Having big big problems with the ship "Brooksby".

Built 1843 i Greenock
ON 7465 / JTCP
Last mentioned in Lloyds 1869 homeport Liverpool.
"Brooksby" may have been sold and renamed.

"Brooksby" is found by danish divers in the Kattegat.

Photo of the ships bell is attached.

Can you help with some more information about this ship.

Sorry for my bad english.

Regards
Gert Denmark


----------



## ted nutt (Dec 4, 2008)

Morning dybvad,
1843-built for Morris & Co, Greenock
1846-Sold to Reid & Co, Glasgow
1853-Sold to McMillan,Glasgow
18??-Sold to W. Moon, Liverpool
1863-Sold to W. Lawrence, Liverpool. New Keelson fitted.
1869-Still in register
I am still looking for more information,my presumption is that she was lost 1870.
Ted


----------



## dybvad (Apr 27, 2013)

ted nutt said:


> Morning dybvad,
> 1843-built for Morris & Co, Greenock
> 1846-Sold to Reid & Co, Glasgow
> 1853-Sold to McMillan,Glasgow
> ...


Thanks (Thumb)

We have not managed to find out the new name of the ship when it sank.
It is certain that it was NOT called "Brooksby" as this name does not exist in Danish Ship List.
But with the discovery of the ship bell, it is certain that this is the wreck of the "Brooksby".

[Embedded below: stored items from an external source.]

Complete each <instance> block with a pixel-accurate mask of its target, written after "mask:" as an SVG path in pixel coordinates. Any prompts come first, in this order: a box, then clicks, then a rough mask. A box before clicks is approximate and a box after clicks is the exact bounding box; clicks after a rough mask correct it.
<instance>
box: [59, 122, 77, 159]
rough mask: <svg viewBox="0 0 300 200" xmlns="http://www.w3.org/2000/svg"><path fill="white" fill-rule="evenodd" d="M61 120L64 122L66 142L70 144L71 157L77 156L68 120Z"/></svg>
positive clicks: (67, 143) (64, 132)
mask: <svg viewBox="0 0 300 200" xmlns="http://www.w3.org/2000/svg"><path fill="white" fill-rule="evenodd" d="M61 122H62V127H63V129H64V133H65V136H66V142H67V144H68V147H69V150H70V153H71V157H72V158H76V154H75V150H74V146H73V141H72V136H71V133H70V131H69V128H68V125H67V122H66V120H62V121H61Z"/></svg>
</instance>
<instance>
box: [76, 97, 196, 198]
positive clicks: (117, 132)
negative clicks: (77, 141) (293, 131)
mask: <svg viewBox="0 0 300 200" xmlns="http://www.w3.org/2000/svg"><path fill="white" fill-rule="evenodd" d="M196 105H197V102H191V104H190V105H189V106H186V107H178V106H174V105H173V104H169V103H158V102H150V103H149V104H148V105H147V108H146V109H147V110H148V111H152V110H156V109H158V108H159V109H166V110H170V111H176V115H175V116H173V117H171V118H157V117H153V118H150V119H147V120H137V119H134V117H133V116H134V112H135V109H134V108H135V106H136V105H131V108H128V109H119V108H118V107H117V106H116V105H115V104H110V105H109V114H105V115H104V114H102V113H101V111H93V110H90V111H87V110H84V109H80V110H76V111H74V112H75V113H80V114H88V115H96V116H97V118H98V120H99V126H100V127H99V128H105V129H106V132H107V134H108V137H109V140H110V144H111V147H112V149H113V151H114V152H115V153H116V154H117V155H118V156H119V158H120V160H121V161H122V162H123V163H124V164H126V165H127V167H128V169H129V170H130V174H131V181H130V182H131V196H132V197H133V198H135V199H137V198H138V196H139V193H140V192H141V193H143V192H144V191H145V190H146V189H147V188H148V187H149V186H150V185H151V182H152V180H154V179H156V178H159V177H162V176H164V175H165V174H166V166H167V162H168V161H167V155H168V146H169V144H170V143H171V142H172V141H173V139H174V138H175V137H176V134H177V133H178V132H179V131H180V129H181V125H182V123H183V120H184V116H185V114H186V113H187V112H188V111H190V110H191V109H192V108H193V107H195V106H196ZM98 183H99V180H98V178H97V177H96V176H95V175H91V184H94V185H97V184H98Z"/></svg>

Thank you for your work to find more information.


----------



## dybvad (Apr 27, 2013)

Have talked to a diver who helped to salvage a cargo of coal in 1983.
The wreck was within salvage dropped altogether.
During salvage diver found the ship's bell.
The ship must be departed from England after 1869, with cargo of coal.
We still have not found the name carried by the ship when it sank.


----------



## davidships (Nov 3, 2007)

BROOKSBY became the JOHANNA SCHWAAN, owned by J F Borowsky of Danzig and was rerigged as a barque (mentioned as a brig in some sources).

She was run down in early-Jan 1875 in the Kattegat (Hull for Dantzig with coal) by steamer RUDOLF TONERHJELM. Captain and six crew jumped on board RUDOLF TONERHJELM and were put ashore at Anholt lighthouse; the remainder reached land in the jollyboat after the lifeboat was crushed by the falling mainmast. [from newspaper _Kalmar_, 19 Jan 1875, p2. Swedish National Library]

Haven't found exact date, but by 12 Jan 1875 there were reports in British newspapers and some crew had reached Liverpool.


----------